Le bon naturel, qui se vante d'être toujours sensible, est dans la moindre occasion étouffé par l'intérêt.

CCC

Ier état – Il est moins impossible de prendre de l'amour quand on n'en a pas, que de s'en défaire quand on en a.

2e état – Il est plus facile de prendre de l'amour quand on n'en a pas, que de s'en défaire quand on en a.

CCCI

Ier état – La plupart des femmes se rendent plutôt par faiblesse que par passion; de là vient que pour l'ordinaire les femmes entreprenantes réussissent mieux que les autres, quoiqu'elles ne soient pas plus aimables.
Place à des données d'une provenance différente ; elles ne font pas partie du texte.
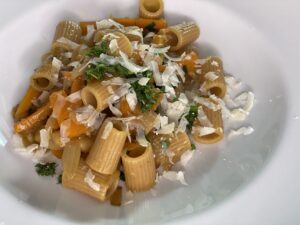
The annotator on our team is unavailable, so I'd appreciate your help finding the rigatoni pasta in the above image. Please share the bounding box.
[12,0,254,206]
[122,144,156,192]
[86,119,127,174]
[62,160,120,201]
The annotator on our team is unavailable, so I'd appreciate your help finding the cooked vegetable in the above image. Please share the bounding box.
[185,105,198,129]
[86,41,109,57]
[35,162,56,176]
[15,103,52,133]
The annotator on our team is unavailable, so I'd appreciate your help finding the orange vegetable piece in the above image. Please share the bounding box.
[79,21,96,36]
[15,86,41,117]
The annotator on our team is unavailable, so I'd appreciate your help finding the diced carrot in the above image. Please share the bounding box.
[61,119,89,138]
[71,76,84,93]
[79,21,96,36]
[113,18,167,30]
[51,149,63,159]
[15,103,52,133]
[15,86,41,117]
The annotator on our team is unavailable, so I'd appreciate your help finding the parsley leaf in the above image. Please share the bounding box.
[145,22,158,33]
[160,140,170,149]
[120,171,125,181]
[131,81,161,112]
[86,41,108,57]
[191,143,196,150]
[35,162,56,176]
[185,105,198,129]
[85,62,153,80]
[57,174,62,184]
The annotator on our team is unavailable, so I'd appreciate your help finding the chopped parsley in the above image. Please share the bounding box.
[131,81,161,112]
[145,22,158,33]
[85,62,153,80]
[185,105,198,129]
[86,41,109,57]
[35,162,56,176]
[160,140,170,149]
[57,174,62,184]
[191,143,196,150]
[120,171,125,181]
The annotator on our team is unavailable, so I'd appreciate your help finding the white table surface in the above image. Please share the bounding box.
[0,0,300,225]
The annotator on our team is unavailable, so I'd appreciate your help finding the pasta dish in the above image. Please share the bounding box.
[13,0,254,205]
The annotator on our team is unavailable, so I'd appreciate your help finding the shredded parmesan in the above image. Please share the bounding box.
[84,169,101,191]
[180,150,195,167]
[162,171,188,185]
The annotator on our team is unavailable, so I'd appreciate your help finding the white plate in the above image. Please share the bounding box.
[0,0,300,225]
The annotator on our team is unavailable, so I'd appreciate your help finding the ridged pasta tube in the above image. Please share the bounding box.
[30,64,58,91]
[86,119,127,174]
[139,0,164,19]
[53,21,81,44]
[192,105,224,144]
[62,141,81,179]
[148,132,191,170]
[122,144,156,192]
[81,81,114,112]
[62,159,120,201]
[200,57,226,98]
[159,22,200,51]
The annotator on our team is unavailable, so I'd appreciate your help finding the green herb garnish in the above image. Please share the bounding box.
[86,41,109,57]
[191,143,196,150]
[145,22,158,33]
[85,62,153,80]
[57,174,62,184]
[120,171,125,181]
[131,81,161,112]
[185,105,198,129]
[35,162,56,176]
[160,140,170,149]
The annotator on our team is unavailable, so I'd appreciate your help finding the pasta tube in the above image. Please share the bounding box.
[200,57,226,98]
[159,22,200,51]
[15,103,52,133]
[53,21,81,43]
[81,81,115,112]
[86,119,127,174]
[192,105,224,144]
[31,64,58,91]
[113,18,167,30]
[15,86,41,118]
[148,132,191,170]
[139,0,164,19]
[62,141,81,179]
[62,160,120,201]
[122,144,156,192]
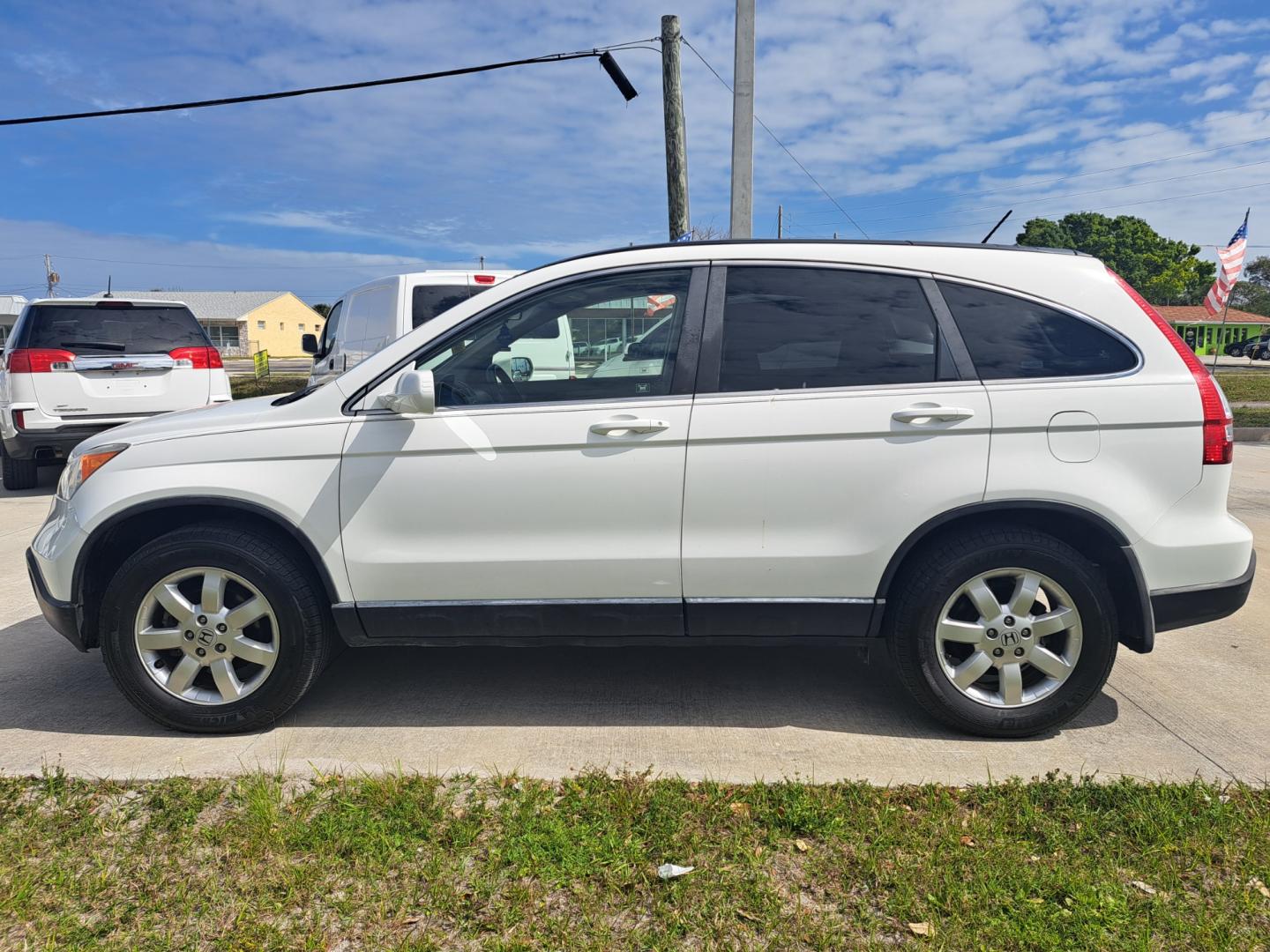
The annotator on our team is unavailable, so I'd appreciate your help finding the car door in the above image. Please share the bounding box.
[340,266,706,638]
[310,301,344,383]
[684,264,992,636]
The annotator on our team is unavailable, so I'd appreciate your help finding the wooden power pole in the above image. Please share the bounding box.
[730,0,754,239]
[661,15,688,242]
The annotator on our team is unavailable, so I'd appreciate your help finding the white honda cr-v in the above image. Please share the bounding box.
[28,242,1253,736]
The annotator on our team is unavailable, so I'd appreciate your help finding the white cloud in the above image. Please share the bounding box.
[1183,83,1239,103]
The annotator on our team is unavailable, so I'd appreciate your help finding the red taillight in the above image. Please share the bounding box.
[9,349,75,373]
[168,346,225,370]
[1108,268,1235,465]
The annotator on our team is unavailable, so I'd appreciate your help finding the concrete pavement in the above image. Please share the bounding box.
[0,444,1270,783]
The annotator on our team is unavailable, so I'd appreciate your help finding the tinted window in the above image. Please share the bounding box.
[416,269,691,406]
[410,285,490,328]
[318,301,344,354]
[23,303,210,354]
[719,266,950,391]
[940,282,1138,380]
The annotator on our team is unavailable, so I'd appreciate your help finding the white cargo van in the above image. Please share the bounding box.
[303,271,577,384]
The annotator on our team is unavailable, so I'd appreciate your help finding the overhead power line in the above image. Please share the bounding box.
[883,182,1270,234]
[792,136,1270,219]
[0,41,649,126]
[848,159,1270,223]
[684,37,869,237]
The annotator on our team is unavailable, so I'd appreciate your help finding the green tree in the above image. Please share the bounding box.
[1015,212,1217,305]
[1230,255,1270,317]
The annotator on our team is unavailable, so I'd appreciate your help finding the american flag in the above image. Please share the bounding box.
[1204,208,1252,317]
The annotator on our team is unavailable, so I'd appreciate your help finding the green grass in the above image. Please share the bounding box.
[1233,406,1270,427]
[1217,370,1270,404]
[230,373,309,400]
[0,772,1270,949]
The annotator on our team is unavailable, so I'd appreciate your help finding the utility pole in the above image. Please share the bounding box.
[661,15,688,242]
[44,255,63,297]
[730,0,754,239]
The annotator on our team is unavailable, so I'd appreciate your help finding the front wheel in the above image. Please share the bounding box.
[886,528,1117,738]
[101,525,330,733]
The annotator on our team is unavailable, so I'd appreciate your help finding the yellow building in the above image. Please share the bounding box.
[94,291,325,357]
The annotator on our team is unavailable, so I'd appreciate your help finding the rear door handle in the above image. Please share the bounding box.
[591,418,670,436]
[890,406,974,425]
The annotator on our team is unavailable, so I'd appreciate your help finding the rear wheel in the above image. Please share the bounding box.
[0,443,40,490]
[886,528,1117,738]
[101,525,330,733]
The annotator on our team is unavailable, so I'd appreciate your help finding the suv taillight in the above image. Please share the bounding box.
[1108,268,1235,465]
[168,346,225,370]
[8,349,75,373]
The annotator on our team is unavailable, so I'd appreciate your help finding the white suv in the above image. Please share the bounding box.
[28,242,1253,736]
[0,297,230,490]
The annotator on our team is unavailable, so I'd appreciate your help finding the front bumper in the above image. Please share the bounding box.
[26,548,87,651]
[4,423,119,461]
[1151,551,1258,631]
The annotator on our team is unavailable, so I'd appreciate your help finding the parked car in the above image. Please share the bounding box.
[28,242,1255,738]
[301,271,519,383]
[0,298,233,488]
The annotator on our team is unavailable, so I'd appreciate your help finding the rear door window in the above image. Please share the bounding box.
[21,303,211,354]
[719,266,952,392]
[410,285,490,328]
[938,280,1138,380]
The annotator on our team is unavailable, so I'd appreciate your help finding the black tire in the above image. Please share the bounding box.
[884,527,1117,738]
[101,524,332,733]
[0,443,40,490]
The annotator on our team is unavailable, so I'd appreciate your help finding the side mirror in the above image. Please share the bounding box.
[376,370,437,413]
[511,357,534,383]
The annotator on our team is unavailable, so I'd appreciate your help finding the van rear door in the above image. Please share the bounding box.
[18,301,213,419]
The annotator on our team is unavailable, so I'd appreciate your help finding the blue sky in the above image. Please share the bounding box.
[0,0,1270,302]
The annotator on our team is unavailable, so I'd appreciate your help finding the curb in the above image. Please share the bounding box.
[1235,427,1270,443]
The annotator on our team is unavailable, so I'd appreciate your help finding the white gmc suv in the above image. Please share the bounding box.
[0,297,231,490]
[28,242,1255,736]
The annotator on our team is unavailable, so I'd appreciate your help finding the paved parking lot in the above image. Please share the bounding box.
[0,444,1270,783]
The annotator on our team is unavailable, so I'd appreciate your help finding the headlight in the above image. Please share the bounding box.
[57,443,128,500]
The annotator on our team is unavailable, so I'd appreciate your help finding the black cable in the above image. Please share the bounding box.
[0,41,647,126]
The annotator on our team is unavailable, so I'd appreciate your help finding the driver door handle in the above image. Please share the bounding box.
[591,419,670,436]
[890,406,974,425]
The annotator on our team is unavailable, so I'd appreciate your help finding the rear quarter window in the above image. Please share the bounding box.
[938,280,1138,380]
[21,305,211,354]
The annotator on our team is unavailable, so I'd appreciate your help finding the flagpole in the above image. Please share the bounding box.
[1213,208,1252,375]
[1213,298,1235,375]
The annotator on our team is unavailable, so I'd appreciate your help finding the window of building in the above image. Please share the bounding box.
[719,266,952,392]
[940,282,1138,380]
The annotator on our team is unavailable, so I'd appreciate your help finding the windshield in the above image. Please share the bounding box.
[20,302,211,354]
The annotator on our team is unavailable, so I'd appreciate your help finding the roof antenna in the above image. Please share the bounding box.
[979,208,1015,245]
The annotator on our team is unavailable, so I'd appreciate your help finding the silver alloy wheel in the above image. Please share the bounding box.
[133,566,278,704]
[935,569,1082,707]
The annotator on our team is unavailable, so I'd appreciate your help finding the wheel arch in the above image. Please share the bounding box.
[869,499,1155,654]
[71,496,339,647]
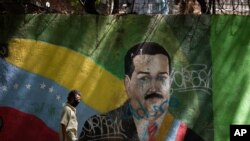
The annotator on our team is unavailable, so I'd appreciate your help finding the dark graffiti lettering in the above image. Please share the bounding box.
[171,64,211,94]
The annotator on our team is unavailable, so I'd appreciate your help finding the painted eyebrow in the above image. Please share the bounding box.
[138,71,168,75]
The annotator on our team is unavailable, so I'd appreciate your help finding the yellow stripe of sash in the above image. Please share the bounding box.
[7,39,127,112]
[156,112,174,141]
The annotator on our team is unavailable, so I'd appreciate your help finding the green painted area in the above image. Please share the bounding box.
[0,14,181,79]
[3,14,250,141]
[210,16,250,141]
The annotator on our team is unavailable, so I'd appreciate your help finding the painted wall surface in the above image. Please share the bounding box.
[0,14,250,141]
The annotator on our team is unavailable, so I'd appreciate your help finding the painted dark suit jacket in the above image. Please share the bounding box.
[79,103,203,141]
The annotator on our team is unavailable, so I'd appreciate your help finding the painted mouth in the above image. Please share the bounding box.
[144,93,163,100]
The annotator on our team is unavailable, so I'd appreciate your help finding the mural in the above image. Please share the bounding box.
[0,14,250,141]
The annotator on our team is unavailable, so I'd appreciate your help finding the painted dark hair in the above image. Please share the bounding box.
[124,42,171,78]
[67,90,81,101]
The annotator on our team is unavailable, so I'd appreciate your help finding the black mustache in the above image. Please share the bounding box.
[144,93,163,100]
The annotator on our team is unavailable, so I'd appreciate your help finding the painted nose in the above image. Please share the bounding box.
[150,79,156,93]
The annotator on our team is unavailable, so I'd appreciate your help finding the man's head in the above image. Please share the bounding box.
[125,42,171,118]
[67,90,81,107]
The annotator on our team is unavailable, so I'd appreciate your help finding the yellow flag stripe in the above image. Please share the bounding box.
[7,39,127,112]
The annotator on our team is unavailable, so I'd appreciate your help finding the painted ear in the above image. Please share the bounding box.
[124,75,130,97]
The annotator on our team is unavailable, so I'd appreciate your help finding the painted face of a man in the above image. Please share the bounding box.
[125,54,171,118]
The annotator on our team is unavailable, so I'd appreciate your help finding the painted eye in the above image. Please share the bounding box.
[139,76,149,81]
[157,76,168,81]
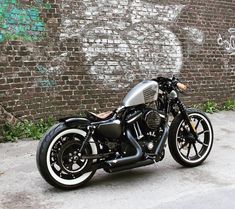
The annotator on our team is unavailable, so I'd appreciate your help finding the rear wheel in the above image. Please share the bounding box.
[37,124,97,189]
[168,109,213,167]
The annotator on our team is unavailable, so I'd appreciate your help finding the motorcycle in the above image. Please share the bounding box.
[36,77,213,189]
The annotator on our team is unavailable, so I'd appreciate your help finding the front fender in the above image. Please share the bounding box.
[59,117,91,129]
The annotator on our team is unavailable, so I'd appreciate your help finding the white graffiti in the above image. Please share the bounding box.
[183,27,205,45]
[60,0,204,89]
[217,28,235,55]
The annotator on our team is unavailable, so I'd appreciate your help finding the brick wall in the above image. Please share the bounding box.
[0,0,235,128]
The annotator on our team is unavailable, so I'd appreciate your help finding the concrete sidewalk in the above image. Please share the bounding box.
[0,112,235,209]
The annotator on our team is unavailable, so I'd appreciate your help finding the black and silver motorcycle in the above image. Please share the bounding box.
[37,77,213,189]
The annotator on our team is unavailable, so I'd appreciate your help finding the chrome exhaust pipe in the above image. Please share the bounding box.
[105,130,143,167]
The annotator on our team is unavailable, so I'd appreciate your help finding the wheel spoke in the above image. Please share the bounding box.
[179,142,188,150]
[77,160,84,167]
[195,119,203,130]
[196,139,209,147]
[197,130,210,136]
[187,143,192,159]
[193,143,201,158]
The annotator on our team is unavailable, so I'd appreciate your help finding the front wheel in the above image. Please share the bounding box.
[36,124,97,189]
[168,109,213,167]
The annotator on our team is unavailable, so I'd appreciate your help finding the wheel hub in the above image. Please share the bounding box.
[58,140,87,174]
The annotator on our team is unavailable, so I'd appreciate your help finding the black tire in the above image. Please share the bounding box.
[168,108,214,167]
[36,123,97,189]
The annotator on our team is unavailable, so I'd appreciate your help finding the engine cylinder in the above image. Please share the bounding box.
[144,110,161,130]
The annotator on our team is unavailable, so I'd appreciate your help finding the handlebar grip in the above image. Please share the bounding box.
[176,82,187,91]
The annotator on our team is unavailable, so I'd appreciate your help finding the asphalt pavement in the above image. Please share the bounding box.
[0,111,235,209]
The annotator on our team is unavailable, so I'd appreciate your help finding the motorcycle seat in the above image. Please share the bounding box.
[86,111,113,122]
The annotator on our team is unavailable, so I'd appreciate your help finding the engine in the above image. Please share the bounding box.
[123,108,163,155]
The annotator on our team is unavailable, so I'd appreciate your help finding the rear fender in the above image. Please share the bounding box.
[59,117,91,129]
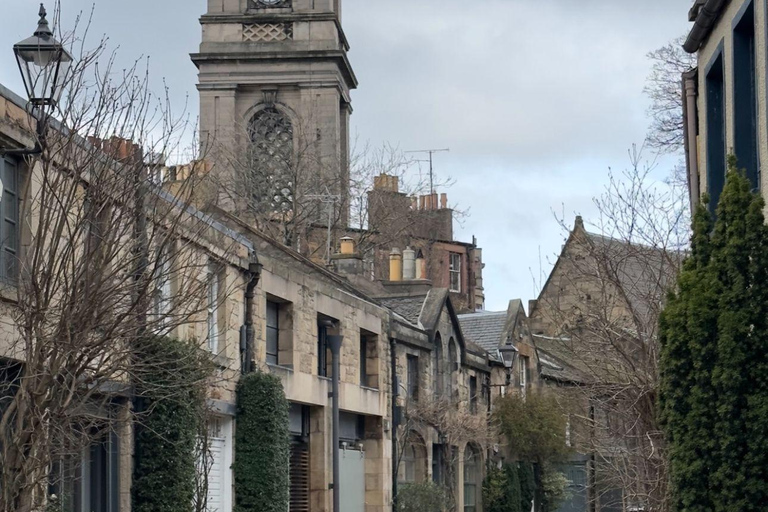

2e état – La plupart des femmes se rendent plutôt par faiblesse que par passion; de là vient que pour l'ordinaire les hommes entreprenants réussissent mieux que les autres, quoiqu'ils ne soient pas plus aimables.

CCCII

N'aimer guère en amour est un moyen assuré pour être aimé.

CCCII [bis]

L'absence diminue les médiocres passions, et augmente les grandes, comme le vent éteint les bougies et allume le feu.

CCCIII

La sincérité que se demandent les amants et les maîtresses, pour savoir l'un et l'autre quand ils cesseront de s'aimer, est biens moins pour vouloir être avertis quand on ne les aimera plus que pour être mieux assurés qu'on les aime, lorsqu'on ne dit point le contraire.